Я увеличиваю газ, беру ручку на себя, «даю ногу»...
— Ну, теперь понятно, что такое летать?
Голова комиссара прижалась к груди, видна только качающаяся макушка шлема; не пойму, что он там делает? Я набираю скорость и выполняю целую серию фигур... Руки Де ла Toppe крепко держатся за прорез борта в кабине. Я выхожу на переворот через крыло, опять набираю скорость и выполняю крутой боевой разворот. После выхода из него теряю скорость и ввожу самолет в штопор: два, три витка... Гляжу — руки на месте, а головы не видать.
— Ты меня слышишь? — кричу я в рупор переговорного устройства. — Покажись!
Его не видно.

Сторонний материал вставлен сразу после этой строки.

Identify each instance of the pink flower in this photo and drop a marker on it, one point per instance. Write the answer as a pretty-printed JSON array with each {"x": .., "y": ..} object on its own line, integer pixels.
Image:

Он отпустил борт с левой стороны и пытается дотянуться до меня (я вижу его руку), но не достает.
— Не отпускай другую руку, слышишь? Сейчас пойдем на посадку.
Пока я пытаюсь его уговорить, самолет теряет скорость и срывается в штопор. Несколько секунд невесомости, — и в это время Де ла Торре быстро цепляется за борт. Три, четыре витка, один быстрее другого, — я вывожу самолет низко над землей, даю полный газ, и мы проходим на бреющем полете над верхушками деревьев. Перед аэродромом я делаю крутую горку и выпускаю шасси.
— Смотри, лейтенант, как приближается земля! Как же она красива!
Осуществив посадку, я заруливаю на стоянку. Механик сопровождает самолет, держась за конец крыла. Выключаю двигатель.
— Ну вот и все. Тебе понравился наш полет?
Тишина. Комиссар не отвечает. Я выхожу из кабины и глазам своим не верю: комиссар больше не похож на человека: руки судорожно цепляются за борт, голова зажата между колен.
— Ты жив? — встряхиваю я его за плечи.
— Жив!... Предатели!... Заговорщики! — бормочет он сквозь зубы.